Solutions to the problems of high fees and energy usage do exist, at least the technology capable of solving them exists. Yet what is arguably bitcoin’s greatest feature — its lack of a central authority — also represents the greatest barrier to implementing those solutions, as the community has often failed to achieve consensus over how to implement necessary upgrades.

Even if the bitcoin community succeeds in addressing its technical challenges, one financial expert warns that a core aspect of its design makes it impossible to ever serve as a mainstream currency: scarcity.

“Bitcoin has a limited supply so it has value only to people who believe it will increase in value in the future,” Andreas Park, finance professor at the University of Toronto’s Rotman School of Management, told BNN via telephone. “That eventually leads to deflation and that is toxic for an economy.”

The number of new bitcoins issued with each block is designed to be cut in half every four years. It started at 50 new coins with the so-called “genesis block” in 2009, fell to 25 per block in 2012, 12.5 in 2016 and will fall again to 6.25 coins per block in June of 2020. That process will continue until supply tops out at 21 million bitcoins sometime in 2140.

Critics are often quick to claim bitcoin is a bubble.

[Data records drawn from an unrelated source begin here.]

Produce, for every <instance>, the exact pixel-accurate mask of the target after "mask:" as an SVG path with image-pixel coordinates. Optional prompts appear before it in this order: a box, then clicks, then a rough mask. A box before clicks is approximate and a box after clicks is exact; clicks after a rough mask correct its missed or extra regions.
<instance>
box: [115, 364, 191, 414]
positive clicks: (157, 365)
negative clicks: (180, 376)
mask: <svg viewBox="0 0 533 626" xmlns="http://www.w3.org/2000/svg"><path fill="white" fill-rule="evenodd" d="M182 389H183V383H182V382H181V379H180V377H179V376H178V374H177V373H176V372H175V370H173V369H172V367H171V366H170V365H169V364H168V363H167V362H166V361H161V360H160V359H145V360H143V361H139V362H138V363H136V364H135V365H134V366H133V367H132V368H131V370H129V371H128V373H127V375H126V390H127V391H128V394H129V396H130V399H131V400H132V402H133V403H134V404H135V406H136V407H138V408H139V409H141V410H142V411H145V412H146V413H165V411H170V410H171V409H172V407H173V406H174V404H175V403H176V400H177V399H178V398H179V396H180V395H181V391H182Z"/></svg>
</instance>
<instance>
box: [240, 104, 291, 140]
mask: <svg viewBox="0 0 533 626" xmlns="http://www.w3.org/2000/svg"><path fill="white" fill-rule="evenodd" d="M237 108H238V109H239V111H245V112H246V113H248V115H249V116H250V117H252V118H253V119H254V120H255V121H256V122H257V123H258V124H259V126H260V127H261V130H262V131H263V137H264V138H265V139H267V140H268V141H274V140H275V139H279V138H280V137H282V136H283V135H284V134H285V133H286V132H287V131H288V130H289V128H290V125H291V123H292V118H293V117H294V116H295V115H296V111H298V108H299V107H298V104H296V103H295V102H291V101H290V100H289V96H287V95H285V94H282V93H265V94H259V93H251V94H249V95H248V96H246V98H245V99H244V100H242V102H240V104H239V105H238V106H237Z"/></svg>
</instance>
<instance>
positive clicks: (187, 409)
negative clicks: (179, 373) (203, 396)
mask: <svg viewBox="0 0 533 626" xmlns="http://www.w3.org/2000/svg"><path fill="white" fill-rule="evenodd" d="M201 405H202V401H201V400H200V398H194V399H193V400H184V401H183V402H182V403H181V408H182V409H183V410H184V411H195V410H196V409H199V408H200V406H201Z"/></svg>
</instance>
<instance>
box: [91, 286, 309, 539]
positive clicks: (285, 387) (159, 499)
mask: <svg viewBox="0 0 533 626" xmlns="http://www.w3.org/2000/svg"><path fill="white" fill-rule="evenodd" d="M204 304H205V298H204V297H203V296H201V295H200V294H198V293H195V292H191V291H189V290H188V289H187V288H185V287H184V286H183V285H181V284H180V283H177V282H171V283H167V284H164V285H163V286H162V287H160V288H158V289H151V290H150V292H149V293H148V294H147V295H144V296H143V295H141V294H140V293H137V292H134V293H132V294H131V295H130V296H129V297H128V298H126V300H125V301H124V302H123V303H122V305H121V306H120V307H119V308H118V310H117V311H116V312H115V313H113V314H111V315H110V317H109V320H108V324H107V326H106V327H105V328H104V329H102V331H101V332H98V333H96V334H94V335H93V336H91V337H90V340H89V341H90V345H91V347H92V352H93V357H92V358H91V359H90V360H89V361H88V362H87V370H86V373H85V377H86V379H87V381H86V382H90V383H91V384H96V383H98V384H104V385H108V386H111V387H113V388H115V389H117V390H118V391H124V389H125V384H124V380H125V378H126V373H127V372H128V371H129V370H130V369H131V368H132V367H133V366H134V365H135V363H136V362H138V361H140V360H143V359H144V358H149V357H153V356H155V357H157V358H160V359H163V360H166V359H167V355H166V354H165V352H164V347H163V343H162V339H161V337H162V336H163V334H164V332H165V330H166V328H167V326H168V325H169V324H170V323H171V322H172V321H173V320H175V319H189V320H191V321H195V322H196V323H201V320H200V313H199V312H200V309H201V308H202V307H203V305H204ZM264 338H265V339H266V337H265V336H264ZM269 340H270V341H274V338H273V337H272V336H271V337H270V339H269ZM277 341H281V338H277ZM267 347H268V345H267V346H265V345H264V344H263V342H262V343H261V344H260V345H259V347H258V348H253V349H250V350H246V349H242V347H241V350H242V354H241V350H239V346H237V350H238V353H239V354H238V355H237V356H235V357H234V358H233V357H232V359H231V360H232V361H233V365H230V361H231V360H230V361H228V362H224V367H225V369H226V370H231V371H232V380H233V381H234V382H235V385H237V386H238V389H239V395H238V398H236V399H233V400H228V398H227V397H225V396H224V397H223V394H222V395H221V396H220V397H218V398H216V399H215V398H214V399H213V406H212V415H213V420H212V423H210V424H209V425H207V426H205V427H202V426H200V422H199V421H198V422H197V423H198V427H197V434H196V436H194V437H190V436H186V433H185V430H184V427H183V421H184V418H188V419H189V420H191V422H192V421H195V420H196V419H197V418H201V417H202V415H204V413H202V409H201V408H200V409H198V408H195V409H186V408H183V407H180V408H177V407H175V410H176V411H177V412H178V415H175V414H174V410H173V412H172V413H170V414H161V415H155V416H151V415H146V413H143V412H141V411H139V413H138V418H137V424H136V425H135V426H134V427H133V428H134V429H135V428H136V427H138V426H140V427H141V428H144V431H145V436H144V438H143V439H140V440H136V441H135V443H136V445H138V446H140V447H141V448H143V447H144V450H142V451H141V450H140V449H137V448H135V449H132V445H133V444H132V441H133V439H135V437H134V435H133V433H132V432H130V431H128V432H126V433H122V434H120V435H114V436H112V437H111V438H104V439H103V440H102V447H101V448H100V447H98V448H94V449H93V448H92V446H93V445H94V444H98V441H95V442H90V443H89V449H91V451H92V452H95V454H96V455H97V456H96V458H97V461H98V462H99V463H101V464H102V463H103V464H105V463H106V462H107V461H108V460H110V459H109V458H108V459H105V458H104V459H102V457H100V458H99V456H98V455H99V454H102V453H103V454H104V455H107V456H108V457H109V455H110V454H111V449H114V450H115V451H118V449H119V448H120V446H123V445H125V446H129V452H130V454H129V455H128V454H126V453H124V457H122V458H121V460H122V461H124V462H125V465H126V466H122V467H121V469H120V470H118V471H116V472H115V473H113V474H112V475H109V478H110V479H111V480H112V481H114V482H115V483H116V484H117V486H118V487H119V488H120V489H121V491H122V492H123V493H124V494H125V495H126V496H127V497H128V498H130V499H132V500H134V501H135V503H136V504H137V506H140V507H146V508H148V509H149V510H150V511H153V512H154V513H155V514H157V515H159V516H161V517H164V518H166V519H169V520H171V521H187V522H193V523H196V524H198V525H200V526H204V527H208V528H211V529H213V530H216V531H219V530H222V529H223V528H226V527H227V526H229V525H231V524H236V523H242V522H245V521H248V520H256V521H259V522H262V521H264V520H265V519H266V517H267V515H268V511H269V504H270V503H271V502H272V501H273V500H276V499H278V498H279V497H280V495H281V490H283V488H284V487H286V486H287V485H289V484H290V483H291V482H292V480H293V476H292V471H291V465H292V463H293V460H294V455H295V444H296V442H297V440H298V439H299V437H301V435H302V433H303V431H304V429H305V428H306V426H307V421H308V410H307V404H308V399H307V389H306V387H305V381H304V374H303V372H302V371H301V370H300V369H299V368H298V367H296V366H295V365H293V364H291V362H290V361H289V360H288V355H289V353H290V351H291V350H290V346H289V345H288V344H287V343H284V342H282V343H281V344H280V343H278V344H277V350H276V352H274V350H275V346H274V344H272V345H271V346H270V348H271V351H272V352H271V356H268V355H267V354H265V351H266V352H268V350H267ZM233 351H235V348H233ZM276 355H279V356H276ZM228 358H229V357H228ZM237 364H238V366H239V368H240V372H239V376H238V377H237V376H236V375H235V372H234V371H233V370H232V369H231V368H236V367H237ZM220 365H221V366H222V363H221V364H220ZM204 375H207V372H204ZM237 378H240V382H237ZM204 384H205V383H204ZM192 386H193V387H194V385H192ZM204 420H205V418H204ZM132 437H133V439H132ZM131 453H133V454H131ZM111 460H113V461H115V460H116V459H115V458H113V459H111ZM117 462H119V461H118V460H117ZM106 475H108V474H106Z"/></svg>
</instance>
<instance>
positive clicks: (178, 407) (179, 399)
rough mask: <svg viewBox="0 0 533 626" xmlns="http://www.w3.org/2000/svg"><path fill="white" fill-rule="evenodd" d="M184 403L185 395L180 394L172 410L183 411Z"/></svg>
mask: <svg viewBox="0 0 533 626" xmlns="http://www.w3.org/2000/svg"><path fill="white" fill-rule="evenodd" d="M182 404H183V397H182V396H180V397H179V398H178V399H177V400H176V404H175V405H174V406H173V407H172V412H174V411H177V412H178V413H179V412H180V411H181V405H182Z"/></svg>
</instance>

Major central bankers across the western world have either used that word or some version of “speculative” to explain their views on the leading cryptocurrency. Yet despite its flaws, some of the biggest bitcoin bears seem at least partially convinced that the promises of bitcoin will eventually be delivered, just not necessarily by bitcoin itself.  

After declaring it a “misnomer” to call bitcoin a cryptocurrency because he does not consider it actual money, Bank of Canada Governor Stephen Poloz used a speech on Thursday to strike a positive tone on the potential of its underlying technology.

“Bank staff are exploring the circumstances under which it might be appropriate for the central bank to issue its own digital currency for retail transactions,” Poloz said. “All central banks are researching this.”

Poloz warned investing in bitcoin was “closer to gambling than investing,” echoing concerned raised in another speech delivered earlier this week by his Australian counterpart.

Reserve Bank of Australia Governor Philip Lowe said the recent surge in bitcoin prices was the result of “speculative mania.” Then he continued: “This is not to say that other efficient and low-cost electronic payments methods will not emerge.”

“No doubt,” he said, “this evolution will continue.”